« La compréhension de l’homosexualité a peu progressé au Japon », constate le réalisateur Daishi Matsunaga, dont le film n’est pas juste une histoire d’amour gay, mais plutôt « un film sur une expérience humaine ».

Adaptation d’un roman de Makoto Takayama, le titre du film de Daishi Matsunaga, « Egoist » (sortie le 8 octobre) pourrait nous envoyer sur une fausse piste : « Egoist parle en réalité d’altruisme et d’attention aux autres », estime le réalisateur.

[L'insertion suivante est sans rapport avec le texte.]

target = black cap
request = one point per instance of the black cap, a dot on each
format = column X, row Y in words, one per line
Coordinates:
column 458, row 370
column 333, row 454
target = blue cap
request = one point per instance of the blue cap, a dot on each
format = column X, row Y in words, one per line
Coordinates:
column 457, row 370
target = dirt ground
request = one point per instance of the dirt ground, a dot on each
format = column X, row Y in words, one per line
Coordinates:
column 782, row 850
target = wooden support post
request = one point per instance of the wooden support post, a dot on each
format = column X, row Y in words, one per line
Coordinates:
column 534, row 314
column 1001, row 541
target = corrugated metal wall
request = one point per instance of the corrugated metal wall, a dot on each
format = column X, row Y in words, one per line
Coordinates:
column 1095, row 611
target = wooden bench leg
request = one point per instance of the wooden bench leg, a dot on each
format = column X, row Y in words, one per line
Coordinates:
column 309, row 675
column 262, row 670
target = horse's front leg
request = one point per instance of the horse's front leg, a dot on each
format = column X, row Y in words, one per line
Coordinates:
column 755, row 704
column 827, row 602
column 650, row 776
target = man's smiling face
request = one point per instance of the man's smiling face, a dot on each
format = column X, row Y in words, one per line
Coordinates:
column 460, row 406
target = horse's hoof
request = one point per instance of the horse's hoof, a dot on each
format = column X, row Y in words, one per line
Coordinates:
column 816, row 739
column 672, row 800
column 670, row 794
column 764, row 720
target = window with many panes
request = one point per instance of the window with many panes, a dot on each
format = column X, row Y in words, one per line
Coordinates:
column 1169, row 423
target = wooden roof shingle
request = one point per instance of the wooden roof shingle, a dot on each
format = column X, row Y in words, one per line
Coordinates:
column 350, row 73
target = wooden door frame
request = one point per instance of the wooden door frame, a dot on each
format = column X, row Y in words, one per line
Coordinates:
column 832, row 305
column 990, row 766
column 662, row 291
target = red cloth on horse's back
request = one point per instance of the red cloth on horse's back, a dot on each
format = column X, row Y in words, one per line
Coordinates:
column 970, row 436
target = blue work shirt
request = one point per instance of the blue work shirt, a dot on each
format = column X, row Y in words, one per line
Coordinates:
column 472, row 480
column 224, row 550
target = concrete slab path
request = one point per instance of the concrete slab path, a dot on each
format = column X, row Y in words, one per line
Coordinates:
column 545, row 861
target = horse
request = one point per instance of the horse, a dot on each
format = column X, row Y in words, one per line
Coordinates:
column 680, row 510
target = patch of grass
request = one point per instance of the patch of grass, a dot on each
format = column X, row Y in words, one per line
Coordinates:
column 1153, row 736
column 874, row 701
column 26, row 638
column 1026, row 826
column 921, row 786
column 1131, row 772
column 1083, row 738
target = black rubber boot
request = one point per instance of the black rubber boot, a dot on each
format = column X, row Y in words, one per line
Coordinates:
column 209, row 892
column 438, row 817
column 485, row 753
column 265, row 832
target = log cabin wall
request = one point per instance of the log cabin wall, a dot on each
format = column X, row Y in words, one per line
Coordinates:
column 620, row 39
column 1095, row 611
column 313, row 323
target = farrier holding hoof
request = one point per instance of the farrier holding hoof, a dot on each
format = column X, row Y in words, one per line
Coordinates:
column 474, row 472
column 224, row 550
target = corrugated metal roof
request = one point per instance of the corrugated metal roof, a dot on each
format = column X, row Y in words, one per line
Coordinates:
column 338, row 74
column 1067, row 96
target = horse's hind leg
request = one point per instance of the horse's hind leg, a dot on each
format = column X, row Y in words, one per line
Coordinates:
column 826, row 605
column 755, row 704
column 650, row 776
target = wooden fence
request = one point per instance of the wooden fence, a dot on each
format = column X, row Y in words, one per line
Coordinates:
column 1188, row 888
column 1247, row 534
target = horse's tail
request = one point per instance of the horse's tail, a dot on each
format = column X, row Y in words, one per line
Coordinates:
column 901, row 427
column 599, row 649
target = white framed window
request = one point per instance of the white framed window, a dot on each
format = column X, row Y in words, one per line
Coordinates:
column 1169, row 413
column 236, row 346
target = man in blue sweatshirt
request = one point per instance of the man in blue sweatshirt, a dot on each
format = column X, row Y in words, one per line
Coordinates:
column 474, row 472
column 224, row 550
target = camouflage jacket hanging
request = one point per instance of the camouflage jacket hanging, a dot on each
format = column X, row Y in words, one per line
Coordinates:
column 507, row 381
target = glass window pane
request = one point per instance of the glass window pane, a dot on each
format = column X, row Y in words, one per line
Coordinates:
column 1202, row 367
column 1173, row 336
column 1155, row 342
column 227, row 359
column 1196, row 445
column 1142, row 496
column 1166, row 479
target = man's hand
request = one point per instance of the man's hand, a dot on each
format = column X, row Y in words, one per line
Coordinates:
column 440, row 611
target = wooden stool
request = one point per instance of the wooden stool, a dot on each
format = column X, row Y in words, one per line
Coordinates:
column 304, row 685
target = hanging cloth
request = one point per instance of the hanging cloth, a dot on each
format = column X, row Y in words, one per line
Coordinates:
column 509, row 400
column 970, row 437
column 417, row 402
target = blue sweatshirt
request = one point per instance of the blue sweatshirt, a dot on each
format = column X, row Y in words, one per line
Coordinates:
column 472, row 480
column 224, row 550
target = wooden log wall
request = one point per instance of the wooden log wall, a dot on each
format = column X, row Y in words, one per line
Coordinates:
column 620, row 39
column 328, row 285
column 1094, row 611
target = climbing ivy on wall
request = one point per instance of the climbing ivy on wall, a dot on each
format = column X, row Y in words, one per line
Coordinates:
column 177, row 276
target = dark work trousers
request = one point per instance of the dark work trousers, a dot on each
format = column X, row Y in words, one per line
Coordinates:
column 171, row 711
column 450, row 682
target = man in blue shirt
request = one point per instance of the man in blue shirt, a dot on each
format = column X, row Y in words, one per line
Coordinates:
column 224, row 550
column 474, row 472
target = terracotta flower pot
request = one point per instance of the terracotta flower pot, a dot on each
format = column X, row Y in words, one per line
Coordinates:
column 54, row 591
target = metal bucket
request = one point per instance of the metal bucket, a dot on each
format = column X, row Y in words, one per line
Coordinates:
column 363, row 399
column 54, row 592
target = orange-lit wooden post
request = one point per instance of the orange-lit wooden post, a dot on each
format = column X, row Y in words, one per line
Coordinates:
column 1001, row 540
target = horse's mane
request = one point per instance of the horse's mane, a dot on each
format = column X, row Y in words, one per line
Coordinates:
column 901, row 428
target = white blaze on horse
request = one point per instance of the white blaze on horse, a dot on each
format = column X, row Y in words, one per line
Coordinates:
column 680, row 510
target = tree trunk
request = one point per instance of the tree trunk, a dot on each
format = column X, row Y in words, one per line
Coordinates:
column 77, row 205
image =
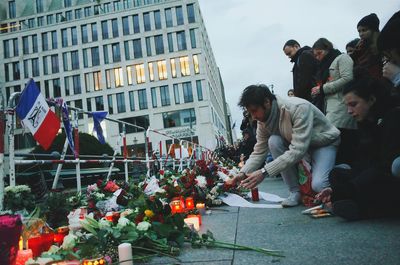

Egoïste, le personnage principal pourrait pourtant le paraître, ce Kōsuke (joué par Ryōhei Suzuki), beau gosse, chic et élégant, qui ne porte que des vêtements de marque et des sacs de luxe, habite dans un bel et grand appartement, dispose de revenus confortables, travaille pour un magazine de mode, et fréquente le milieu gay intello de Tokyo.
Soucieux de sa forme et de son apparence, il embauche un jeune coach sportif, « un garçon adorable », Ryūta (Hio Miyazawa), qui trouve son nouveau client « très attirant ». Ainsi commence une histoire d’amour entre le « bourgeois » et le jeune homme désargenté, qui vit avec sa mère malade et se démène pour s’occuper d’elle. « Je vais t’acheter », finit par dire le plus riche, offrant des cadeaux, des sushis pour la maman, glissant des enveloppes, et achetant même une voiture à son jeune amoureux qui enchaîne les petits boulots, déménagements la journée et plonge le soir…
Une leçon de tolérance
Ado rejeté pour son homosexualité, Kōsuke avait fui la province après la mort de sa mère alors qu’il avait quatorze ans ; aujourd’hui encore, son père reste dans l’ignorance de la vie intime de son fils. Sous sa beauté apparente, Kōsuke va montrer qu’il n’est pas si « Egoist » que ça et va à son tour, lorsqu’il le faudra, prendre soin de la mère de son amant. Celle-ci donne d’ailleurs une leçon de tolérance, dans un pays où deux hommes ne s’autorisent pas à se donner la main dans les rues de la capitale, et où l’homosexualité a été si peu évoquée par le cinéma japonais.
« La compréhension de l’homosexualité a peu progressé au Japon », note le réalisateur, qui a confié les deux rôles masculins à des acteurs populaires au Japon, où Ryōhei Suzuki est notamment connu pour des films d’action (il incarne ainsi « Nicky Larson »). Avec ce récit, lent et délicat, Daishi Matsunaga évoque avec tendresse le dévouement d’un fils « formidable », la douleur du deuil, les sentiments, et rend cette histoire proche de tous : « Je n’essayais pas vraiment de faire un film sur une histoire d’amour gay, mais plutôt un film sur une expérience humaine », assure-t-il, « Dans ce pays où l’on attache une grande importance à la manière dont on s’intègre dans la société, je considère qu’il est plus que jamais essentiel d’accorder de la valeur à son propre bonheur et à ses propres sentiments ».
Patrick TARDIT
« Egoist », un film de Daishi Matsunaga, avec Ryōhei Suzuki (sortie le 8 octobre).